If the Christian church in the United States is destroyed any time soon, it won’t be because an outside force conquered it. It will be destroyed from within. Science can’t disprove faith. Atheists aren’t that impressive. There are as many liberal Christians as conservative Christians, so you can’t call them an “outside” threat. And Muslims and Jews and Hindus and Buddhists and dozens of other world religions have no power over Christians. No, there is only one group on earth powerful and influential enough to destroy our church — and that is Christians. Christians who would rather battle and argue with each other than find ways to get along. Christians who would rather debate “truth” in order to ignore things like “justice.” Christians who attack and condemn each other while spouting that “God is love.” Christians who are more concerned with how we differ than what we could become if we were united by our faith.

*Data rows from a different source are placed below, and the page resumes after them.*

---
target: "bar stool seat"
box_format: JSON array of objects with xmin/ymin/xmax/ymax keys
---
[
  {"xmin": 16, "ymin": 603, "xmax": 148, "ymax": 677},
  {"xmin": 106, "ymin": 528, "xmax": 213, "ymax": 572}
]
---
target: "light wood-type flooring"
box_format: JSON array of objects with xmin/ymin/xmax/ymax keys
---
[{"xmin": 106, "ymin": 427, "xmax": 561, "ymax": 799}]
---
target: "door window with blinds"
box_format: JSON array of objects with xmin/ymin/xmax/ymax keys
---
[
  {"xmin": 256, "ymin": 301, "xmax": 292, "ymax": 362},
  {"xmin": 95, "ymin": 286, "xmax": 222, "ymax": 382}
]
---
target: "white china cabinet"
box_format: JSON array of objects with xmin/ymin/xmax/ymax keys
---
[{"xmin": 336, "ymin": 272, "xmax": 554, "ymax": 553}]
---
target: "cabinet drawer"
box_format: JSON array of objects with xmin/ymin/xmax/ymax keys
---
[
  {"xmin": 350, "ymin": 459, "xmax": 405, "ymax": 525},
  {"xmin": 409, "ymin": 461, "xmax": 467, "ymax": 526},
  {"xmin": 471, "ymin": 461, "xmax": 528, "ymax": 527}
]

What’s so important about being right? Why are our conflicting beliefs worth hating each other over? How can our differences completely undermine our responsibility to act with love, peace, kindness, gentleness, and self-control? Do we really believe that God approves of our judgmentalism and derision? Is there any more necessary demand on our current situation than the need for reconciliation, unity and healing? Why is it that a faith defined by mercy, grace, love and justice leads to such hurtful, hateful, unkind and unjust behavior?
I know that some will see me as the problem — wanting to love the unlovable and accept the unacceptable. I confess that this IS my reading of the gospel. I am as bothered by sin as the next person, but I simply don’t see sin as a reason to argue. We’re all sinners, we all need God’s grace, and we’re better off together than we are split apart. I would much rather exert my energy to love someone I disagree with than to waste my energy trying to hurt or alienate them. It bothers me that so much of our faith language is about behaviors in which we refuse to engage. Righteous indignation seems more appealing than unconditional love. Hating gays gets more play than amazing grace. Misunderstanding other people’s beliefs is more important than making sure we understand our own. But to what end?

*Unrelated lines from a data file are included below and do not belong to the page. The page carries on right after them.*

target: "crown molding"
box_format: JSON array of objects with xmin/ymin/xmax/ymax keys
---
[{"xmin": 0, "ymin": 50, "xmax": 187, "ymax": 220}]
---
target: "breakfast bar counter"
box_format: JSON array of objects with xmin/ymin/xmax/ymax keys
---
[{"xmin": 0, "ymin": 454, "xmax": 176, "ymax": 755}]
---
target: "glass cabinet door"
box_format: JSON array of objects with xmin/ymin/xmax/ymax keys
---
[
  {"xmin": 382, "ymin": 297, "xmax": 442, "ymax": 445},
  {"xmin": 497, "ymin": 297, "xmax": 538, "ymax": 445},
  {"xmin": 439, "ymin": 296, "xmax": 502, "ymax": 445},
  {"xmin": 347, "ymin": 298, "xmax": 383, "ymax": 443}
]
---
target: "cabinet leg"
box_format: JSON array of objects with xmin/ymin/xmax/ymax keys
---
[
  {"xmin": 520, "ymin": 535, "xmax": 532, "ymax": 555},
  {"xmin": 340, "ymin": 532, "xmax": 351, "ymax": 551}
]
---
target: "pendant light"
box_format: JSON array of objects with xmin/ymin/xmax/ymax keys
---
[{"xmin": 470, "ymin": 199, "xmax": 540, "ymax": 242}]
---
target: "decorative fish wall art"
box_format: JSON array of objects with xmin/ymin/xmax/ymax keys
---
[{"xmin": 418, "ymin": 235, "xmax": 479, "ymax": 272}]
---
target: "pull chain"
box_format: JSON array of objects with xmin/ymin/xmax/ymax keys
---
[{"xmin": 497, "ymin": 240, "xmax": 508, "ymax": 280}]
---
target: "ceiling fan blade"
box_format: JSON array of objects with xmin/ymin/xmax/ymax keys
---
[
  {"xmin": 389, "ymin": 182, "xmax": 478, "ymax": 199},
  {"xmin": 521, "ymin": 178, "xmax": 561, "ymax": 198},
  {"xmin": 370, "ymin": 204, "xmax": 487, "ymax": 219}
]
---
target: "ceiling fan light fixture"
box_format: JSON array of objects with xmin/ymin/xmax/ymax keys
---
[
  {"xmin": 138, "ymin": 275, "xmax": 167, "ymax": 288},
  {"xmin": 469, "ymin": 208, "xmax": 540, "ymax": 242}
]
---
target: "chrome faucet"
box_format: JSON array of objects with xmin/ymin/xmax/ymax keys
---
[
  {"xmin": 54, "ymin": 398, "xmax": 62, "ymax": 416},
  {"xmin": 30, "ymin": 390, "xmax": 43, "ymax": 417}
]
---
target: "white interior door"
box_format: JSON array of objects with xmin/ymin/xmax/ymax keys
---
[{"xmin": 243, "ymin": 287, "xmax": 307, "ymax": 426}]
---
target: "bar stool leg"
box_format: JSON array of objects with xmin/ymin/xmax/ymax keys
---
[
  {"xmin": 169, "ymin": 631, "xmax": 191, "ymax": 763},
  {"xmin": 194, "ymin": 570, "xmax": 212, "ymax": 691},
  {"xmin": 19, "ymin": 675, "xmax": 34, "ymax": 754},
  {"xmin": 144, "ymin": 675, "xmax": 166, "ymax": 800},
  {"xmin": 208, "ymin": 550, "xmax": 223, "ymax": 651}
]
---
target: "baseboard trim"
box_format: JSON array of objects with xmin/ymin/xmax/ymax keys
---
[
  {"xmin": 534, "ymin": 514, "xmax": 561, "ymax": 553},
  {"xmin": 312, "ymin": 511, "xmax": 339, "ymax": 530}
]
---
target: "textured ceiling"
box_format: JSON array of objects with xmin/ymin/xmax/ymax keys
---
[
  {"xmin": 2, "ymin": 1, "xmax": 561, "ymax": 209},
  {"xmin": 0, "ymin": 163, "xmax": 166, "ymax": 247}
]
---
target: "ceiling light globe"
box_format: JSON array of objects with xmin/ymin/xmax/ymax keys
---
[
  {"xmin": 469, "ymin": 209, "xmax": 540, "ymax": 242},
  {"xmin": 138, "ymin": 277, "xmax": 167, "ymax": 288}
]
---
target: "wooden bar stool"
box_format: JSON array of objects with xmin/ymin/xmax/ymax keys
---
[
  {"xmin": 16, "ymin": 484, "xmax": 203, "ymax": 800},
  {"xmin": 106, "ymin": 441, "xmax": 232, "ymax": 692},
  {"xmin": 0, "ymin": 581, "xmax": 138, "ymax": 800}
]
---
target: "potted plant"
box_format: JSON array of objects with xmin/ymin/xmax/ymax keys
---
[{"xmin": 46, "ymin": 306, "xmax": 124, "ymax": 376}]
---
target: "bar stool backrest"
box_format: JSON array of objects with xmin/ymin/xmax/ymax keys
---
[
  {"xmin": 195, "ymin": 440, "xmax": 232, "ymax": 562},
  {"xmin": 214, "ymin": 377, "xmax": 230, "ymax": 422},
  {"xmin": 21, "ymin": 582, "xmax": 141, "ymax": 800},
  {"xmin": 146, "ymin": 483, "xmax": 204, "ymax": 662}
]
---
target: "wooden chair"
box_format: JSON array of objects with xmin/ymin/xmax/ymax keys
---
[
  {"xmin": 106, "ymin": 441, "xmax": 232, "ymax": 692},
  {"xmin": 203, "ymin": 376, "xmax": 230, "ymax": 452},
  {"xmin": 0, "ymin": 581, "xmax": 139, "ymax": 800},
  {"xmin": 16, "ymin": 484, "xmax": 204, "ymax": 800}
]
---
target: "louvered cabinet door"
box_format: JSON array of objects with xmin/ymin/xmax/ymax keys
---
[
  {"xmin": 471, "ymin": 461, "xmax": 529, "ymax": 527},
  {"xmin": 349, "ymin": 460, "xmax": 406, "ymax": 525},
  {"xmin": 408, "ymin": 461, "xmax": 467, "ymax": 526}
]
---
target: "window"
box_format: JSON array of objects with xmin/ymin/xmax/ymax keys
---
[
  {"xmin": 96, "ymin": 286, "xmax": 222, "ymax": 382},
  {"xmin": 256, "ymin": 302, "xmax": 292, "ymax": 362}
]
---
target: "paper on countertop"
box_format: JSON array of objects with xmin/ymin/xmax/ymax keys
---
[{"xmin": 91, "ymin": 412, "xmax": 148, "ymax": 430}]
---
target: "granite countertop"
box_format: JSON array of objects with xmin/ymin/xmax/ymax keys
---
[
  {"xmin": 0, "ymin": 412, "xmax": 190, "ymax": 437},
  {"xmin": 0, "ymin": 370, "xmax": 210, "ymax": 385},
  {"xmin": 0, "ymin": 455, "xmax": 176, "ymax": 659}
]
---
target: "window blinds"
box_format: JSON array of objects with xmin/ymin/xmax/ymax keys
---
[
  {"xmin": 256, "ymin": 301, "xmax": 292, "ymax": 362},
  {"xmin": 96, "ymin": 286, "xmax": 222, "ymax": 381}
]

Where will this all end up? We’re not attracting many more people than we are alienating and repulsing. We are losing credibility with younger, more educated people. We are often viewed by Christian believers outside of our organized churches as contentious, divided, and hypocritical. These views aren’t merely about theological differences, but our inability to navigate theological differences. Holding different beliefs isn’t the problem. How we behave about our differences is the bigger issue. Certainly patience, peace-making, grace, mercy, compassion, tolerance, forgiveness, inclusiveness and forbearance are challenging, but come on… are we even trying? Many don’t see it.

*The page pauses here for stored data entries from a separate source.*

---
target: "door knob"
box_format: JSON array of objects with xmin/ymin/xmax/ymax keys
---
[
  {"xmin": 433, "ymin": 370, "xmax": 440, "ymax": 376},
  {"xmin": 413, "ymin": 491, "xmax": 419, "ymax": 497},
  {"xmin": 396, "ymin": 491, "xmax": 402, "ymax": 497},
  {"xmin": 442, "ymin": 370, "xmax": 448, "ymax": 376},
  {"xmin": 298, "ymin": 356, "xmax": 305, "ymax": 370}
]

We need to be better. We need to stop listening to those who want to divide us, to segregate us, to put up walls, to ostracize and alienate, and we need to seek a better way. We need to allow the fruit of the Spirit to define us — as the way we live in the world, and not just nice ideas to which we pay lip service. I am tired of hearing one batch of Christians bad mouth other Christians as if it is their God-demanded duty. Humility. Self-control. Civility. Respect. Servanthood. These things are all more acceptable than judgmentalism, condemnation, self-righteousness, and contempt. Yet, many preference the latter list to the former. Things need to change, and they won’t change for the better if we tolerate the dividing walls of hostility and continue looking for the specks in the eyes of others while ignoring the logs in our own. We need to learn to get along.